My head was buzzing from the day's events. It had all happenedso fast. One moment my mom was here and now she was...gone. It was the first time that day that it had truly sunken in. I felt the tears begin to escape my eyes. I glanced over at Helen, who was fast asleep. She had cried earlier, at the police station. I remember her - so small and defeated in the plastic chair. Understanding. Understanding what had happened before me. I put my face in my hands. We were going to live with an uncle in Kansas who we had never met. Suddenly, I remembered a phone conversation I had overheard my mother having shortly after my father's death:

My mother had been standing next to the sink, staring out into the yard, listening to what the person on the other line was saying.

"I don't want her getting caught up in this, Henry! She is too young!"

She paused again: listening.

"No, listen: I don't them to end up like he did. They are safer this way. They won't know and they will be happy. Nothing will ever come! Trouble will only come if we go looking for it! I'll raise her and her sister as the normal children we should have been. And, I'm sorry, but you won't be able to visit. It-it'll just be too risky. I know you will understand in the end. And if trouble does find us? They will go to live with you and hopefully they will be old enough to understand. And then you will train them. Good-bye."

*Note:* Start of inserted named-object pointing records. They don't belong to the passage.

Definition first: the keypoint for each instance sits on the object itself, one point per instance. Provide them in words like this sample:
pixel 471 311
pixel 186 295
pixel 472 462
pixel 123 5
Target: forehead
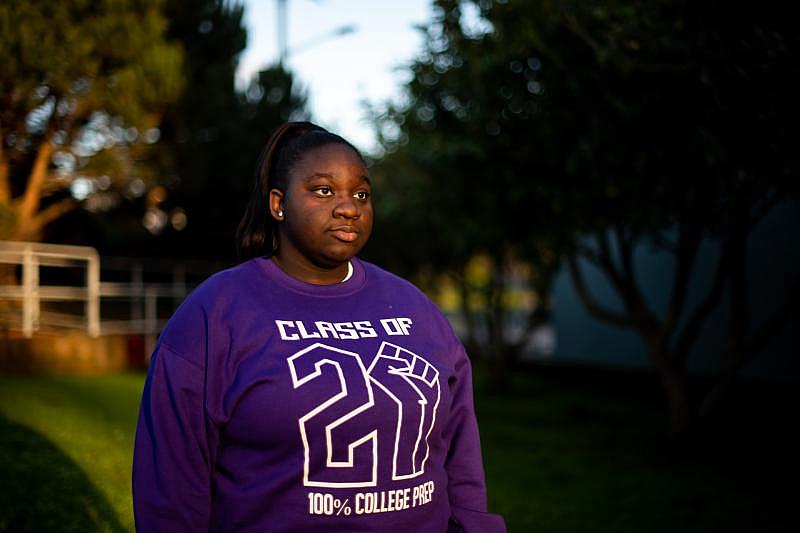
pixel 327 158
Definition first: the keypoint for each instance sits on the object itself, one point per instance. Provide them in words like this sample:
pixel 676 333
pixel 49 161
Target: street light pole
pixel 283 48
pixel 281 32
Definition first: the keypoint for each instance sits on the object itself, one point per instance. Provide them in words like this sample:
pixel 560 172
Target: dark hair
pixel 258 231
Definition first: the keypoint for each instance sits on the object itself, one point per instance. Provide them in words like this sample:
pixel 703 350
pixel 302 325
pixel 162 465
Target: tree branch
pixel 33 191
pixel 617 319
pixel 685 255
pixel 5 186
pixel 31 229
pixel 702 311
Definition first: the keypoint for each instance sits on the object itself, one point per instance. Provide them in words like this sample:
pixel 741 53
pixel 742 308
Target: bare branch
pixel 618 319
pixel 5 186
pixel 702 311
pixel 29 202
pixel 49 214
pixel 685 255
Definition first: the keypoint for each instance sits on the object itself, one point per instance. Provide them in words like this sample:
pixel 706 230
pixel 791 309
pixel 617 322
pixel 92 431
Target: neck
pixel 310 273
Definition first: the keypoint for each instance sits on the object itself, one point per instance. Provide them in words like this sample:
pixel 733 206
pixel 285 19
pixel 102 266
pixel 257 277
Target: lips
pixel 345 233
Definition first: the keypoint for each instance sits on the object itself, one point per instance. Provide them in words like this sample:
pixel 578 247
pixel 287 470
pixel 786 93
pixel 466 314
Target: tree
pixel 212 137
pixel 601 128
pixel 82 85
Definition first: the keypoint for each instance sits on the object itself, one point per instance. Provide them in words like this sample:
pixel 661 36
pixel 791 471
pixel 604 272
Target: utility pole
pixel 282 32
pixel 283 48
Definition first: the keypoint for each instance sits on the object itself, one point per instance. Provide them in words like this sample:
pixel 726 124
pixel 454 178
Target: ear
pixel 276 204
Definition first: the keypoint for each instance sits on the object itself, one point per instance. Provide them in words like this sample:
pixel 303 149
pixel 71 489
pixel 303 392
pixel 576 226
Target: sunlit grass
pixel 560 456
pixel 90 420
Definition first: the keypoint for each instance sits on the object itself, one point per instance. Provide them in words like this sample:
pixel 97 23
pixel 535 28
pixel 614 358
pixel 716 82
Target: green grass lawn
pixel 560 456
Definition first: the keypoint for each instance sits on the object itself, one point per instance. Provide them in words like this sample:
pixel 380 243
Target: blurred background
pixel 602 197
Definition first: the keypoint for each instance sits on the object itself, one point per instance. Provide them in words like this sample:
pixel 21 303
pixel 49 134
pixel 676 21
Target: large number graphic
pixel 336 454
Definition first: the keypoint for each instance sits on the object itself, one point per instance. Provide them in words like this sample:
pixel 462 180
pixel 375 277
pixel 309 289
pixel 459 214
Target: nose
pixel 347 208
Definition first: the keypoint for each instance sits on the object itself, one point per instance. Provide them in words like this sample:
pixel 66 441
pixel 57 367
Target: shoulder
pixel 208 306
pixel 386 280
pixel 407 300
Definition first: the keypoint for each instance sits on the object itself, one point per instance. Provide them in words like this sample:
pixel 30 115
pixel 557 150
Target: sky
pixel 339 72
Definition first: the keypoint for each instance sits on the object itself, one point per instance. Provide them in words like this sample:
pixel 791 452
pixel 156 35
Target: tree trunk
pixel 674 384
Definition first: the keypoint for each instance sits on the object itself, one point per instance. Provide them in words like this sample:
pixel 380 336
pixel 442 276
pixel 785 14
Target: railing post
pixel 137 291
pixel 178 285
pixel 150 321
pixel 30 292
pixel 93 295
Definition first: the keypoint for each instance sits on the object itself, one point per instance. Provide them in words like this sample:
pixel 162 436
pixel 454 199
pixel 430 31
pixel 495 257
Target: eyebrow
pixel 328 175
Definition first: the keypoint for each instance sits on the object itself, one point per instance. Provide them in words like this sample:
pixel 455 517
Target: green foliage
pixel 82 85
pixel 587 130
pixel 211 138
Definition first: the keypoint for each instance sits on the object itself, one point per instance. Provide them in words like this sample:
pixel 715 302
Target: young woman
pixel 306 390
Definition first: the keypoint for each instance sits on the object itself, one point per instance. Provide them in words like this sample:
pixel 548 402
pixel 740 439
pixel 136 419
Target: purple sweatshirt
pixel 276 405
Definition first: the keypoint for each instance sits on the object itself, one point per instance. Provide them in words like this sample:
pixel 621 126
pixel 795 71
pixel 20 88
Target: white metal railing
pixel 33 255
pixel 143 297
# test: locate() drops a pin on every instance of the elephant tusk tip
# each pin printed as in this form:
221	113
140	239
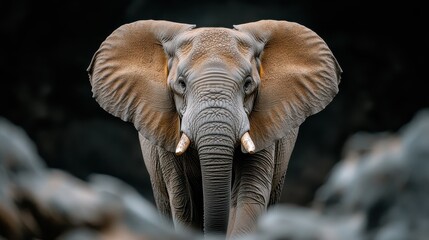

She hung up the phone and a five year-old me waddled towards her, "Who was that, Mommy?"

"Nobody, darling," She says as she picks me up in her arms, "It's all okay for now, Cassie."

I snapped out of it from Helen shaking me.

"We're landing, Cassie!" She said.

I was glad the flight was over. Helen and I followed the other passengers off the plane. Except, when we got off the other passengers weren't there. Neither was the airport. Or the plane. I wasn't sure what was going on.

One thing was for certain, Helen and I weren't in Kansas anymore.